Review of Fahrenheit 451 (1966) by Marc B — 03 Nov 2011
Even with Oskar Werner's occasionally (but not always) stilted acting - it actually does help with the character not being 100% likable as a hero but rather as a robotic duntz who is somehow given some new light shone on his brain - and some dated things (i.e. the telephones) amid some VERY modern looking things like the "wall-screens" (HD TV anyone?), it's still a wonderful film, full of life and energy...
But, and don't read on if you haven't seen the film or read the book as it's a spoiler, but.... am I the only one who finds the end more than a tad disturbing? Basically, all of the dissidents who don't want to be arrested or escape or left society when they started burning books go out into the woods to create their own hidden society (or societies), away from the Dystopian blandness that has been established where no one can understand why anyone would want to be different. They go to the woods to this sort of "Book-club", where everyone has one book that they totally memorize and then they *become* that book.

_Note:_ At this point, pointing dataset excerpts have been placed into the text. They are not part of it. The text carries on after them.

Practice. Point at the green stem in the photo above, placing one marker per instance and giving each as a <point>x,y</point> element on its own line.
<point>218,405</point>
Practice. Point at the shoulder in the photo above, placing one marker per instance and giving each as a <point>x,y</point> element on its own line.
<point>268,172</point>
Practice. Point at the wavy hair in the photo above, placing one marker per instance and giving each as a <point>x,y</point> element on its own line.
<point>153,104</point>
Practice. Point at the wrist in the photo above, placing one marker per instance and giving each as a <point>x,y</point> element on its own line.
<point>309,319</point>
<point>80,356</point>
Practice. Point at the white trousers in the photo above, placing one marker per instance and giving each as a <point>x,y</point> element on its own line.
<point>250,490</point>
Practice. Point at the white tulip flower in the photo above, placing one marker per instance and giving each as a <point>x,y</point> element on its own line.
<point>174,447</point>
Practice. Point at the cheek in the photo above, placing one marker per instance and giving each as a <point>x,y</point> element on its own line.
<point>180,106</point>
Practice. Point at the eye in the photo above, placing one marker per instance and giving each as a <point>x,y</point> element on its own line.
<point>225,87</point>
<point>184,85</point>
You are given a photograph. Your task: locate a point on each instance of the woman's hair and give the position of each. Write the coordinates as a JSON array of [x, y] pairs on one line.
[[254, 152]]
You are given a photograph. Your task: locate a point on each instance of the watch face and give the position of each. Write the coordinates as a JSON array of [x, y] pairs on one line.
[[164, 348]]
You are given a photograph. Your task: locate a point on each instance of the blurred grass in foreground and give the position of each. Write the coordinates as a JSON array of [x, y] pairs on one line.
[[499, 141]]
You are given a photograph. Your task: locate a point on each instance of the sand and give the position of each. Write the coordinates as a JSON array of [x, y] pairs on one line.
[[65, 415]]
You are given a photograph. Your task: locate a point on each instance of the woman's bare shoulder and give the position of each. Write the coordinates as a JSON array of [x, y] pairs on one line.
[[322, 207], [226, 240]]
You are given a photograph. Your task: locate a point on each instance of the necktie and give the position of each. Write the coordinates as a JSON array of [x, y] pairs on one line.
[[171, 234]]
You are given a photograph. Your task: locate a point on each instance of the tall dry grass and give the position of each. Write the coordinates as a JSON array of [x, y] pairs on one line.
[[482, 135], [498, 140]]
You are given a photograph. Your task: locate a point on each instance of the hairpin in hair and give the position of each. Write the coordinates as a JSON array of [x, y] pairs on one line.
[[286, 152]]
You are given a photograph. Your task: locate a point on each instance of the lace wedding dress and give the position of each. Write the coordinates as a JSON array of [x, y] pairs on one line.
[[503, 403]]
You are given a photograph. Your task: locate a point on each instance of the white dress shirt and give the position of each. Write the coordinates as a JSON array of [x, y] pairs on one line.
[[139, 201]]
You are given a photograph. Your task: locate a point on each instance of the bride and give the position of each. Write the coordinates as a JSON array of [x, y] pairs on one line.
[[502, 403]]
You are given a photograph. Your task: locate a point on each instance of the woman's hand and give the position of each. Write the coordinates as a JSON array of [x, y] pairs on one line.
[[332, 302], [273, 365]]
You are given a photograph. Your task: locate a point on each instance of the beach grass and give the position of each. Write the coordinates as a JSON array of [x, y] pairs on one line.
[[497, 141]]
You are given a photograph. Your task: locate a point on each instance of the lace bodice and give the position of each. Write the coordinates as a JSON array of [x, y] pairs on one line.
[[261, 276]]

I get what the message is supposed to be, a hopeful kind of "they may take our books, but they'll never take... our brains!" and that books will live on as long as people read them... but what kind of life is that, to just *be* a book? Maybe it's a given that the people who escape from such a maddeningly fucked-up and brainwashed society would still be fucked up anyway. That's what is disturbing to me, that the people who escape because everyone is the same would STILL be the same, just with different book topics. Who would these people actually *be*? Just walking talking symbols? Maybe they talk of other things, but it didn't seem that way - it looked more like out of scenes from Godard's Week End where characters drift in and out from literary classics.
But... I have to think Truffaut, who was a brilliant mind and usually brilliant filmmaker, knew this as well, and there's some fun to be had even with this - i.e. identical twins "become" Pride and Prejudice part 1 and part II respectively - and yet I don't know if I see it as being very uplifting. On the contrary it's a very dark ending to me, one where there's little hope for the "good" guys, and that the books will still be burned anyway, and that the best that can be hoped for is that people who end up dying pass on the, uh, whole memorized book to someone else. And as my wife pointed out to me, it would be really damn hard to memorize an entire book to memory. What if one forgets? Are all the memories that sharp? And what if they use their own words? Maybe THAT would be the start of a new society, a new kind of literature, or rather "post-modern" or some shit...
And yeah, really well made film, even with the moments where Werner is less than great (though he's surprisingly good too in some small ways, physically he makes the part work excellently, how he responds to things like the woman who burns herself with the books), and I LOVED the editing here, and Roeg's cinematography is some of his best work of his career.
This review of Fahrenheit 451 (1966) was written by Marc B on 03 Nov 2011.
Fahrenheit 451 has generally received positive reviews.